Cuba propose au monde une utilisation légale et sûre de l’Internet

Photo: Internet

LE Forum international pour l’utilisation pacifique des technologies de l’information et de la communication (TIC) s’est achevé le 10 juillet à l’hôtel Iberostar Packard de La Havane sur une déclaration finale appelant à un processus de négociation dans le cadre des Nations Unies pour l’adoption d’un instrument juridique contraignant visant à combler les lacunes qui existent actuellement en matière de sécurité informatique.

Plus de 130 délégués de 21 pays s’étaient donné rendez-vous pour cet événement de haut niveau afin de discuter de questions telles que l’accès équitable au web et la gouvernance de l’Internet.

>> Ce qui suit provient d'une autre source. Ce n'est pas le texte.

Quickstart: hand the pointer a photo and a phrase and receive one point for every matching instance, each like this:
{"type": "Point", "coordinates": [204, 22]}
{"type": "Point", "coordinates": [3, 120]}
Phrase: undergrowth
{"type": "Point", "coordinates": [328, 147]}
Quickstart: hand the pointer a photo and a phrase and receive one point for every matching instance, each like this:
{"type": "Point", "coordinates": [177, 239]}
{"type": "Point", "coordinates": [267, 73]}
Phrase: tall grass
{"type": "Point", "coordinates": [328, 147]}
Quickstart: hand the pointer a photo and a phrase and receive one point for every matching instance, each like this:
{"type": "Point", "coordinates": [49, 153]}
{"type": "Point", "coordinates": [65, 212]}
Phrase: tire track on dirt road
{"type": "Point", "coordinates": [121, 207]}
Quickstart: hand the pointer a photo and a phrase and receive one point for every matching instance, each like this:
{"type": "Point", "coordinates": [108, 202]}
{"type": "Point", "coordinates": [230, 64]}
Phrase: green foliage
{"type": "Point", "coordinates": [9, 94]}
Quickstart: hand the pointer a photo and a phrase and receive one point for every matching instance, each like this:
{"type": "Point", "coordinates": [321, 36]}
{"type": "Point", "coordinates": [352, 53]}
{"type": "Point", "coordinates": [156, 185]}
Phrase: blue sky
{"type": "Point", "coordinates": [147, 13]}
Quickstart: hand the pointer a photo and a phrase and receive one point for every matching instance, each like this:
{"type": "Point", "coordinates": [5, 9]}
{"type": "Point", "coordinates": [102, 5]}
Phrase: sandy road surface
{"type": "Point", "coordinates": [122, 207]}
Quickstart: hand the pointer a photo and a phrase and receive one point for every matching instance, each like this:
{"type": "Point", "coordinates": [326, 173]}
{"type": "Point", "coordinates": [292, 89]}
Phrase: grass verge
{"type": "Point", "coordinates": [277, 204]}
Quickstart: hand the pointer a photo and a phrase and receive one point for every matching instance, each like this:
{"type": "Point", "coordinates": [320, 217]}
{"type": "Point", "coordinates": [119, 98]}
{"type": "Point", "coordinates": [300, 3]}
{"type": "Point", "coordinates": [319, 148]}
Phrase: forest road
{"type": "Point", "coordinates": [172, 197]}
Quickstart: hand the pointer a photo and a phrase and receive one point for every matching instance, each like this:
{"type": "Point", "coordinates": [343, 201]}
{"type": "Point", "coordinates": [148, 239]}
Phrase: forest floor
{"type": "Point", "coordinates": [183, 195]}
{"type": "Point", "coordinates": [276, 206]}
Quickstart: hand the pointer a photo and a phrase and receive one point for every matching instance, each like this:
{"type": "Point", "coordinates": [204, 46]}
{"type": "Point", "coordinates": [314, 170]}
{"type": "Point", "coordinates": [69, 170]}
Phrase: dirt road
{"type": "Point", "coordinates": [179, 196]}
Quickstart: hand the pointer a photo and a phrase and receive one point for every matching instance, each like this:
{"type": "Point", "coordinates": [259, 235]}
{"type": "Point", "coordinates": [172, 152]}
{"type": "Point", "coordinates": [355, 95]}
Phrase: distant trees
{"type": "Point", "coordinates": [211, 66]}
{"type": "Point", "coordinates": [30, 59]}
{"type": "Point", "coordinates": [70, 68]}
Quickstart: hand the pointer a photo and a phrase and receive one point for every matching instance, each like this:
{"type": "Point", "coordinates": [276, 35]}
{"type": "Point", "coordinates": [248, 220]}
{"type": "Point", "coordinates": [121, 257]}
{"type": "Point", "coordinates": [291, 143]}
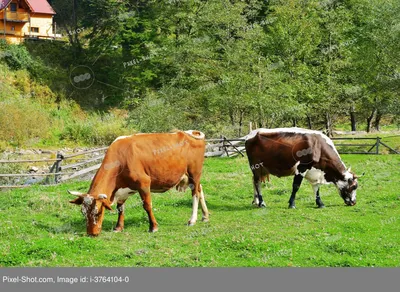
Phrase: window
{"type": "Point", "coordinates": [13, 7]}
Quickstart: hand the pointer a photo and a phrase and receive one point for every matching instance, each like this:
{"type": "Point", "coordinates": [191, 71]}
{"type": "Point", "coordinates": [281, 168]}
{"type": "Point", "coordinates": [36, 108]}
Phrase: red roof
{"type": "Point", "coordinates": [40, 6]}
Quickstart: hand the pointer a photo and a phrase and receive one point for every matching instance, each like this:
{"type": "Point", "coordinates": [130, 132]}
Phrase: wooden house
{"type": "Point", "coordinates": [20, 19]}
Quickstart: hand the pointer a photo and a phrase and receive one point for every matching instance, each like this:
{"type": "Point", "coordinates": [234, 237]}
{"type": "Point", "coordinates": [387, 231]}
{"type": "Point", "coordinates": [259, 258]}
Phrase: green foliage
{"type": "Point", "coordinates": [95, 129]}
{"type": "Point", "coordinates": [22, 120]}
{"type": "Point", "coordinates": [16, 56]}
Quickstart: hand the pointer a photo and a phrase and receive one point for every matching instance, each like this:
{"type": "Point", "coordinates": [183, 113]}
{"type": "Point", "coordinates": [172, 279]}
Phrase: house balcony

Dans ses paroles finales, le ministre cubain des Communications, Jorge Luis Perdomo Di-Lella, a déclaré que l’île défend l’extension des technologies à usage pacifique et social.

Le directeur régional pour les Amériques de l’Union internationale des télécommunications (UIT), Bruno Ramos, a déclaré que ces rencontres, organisées dans le cadre des Caraïbes, contribuent à la formation et au renforcement de l’utilisation des TIC par les pays qui sont de plus en plus connectés.

L’importance du Groupe de travail à composition non limitée a également été soulignée, lequel propose une ouverture équitable à tous les États en vue de la formation d’un cadre réglementaire consensuel et vise à parvenir à un accord mondial

– dans le cadre de la 3e Commission des Nations Unies – concernant l’utilisation à de fins criminelles des réseaux sociaux et autres outils.

Dans une déclaration à Granma, le premier vice-ministre cubain des Communications, Wilfredo Gonzalez Vidal, a reconnu qu’il y a encore beaucoup de chemin à parcourir en matière juridique quant à l’utilisation des TIC, notamment en ce qui concerne la sécurité nationale et mondiale.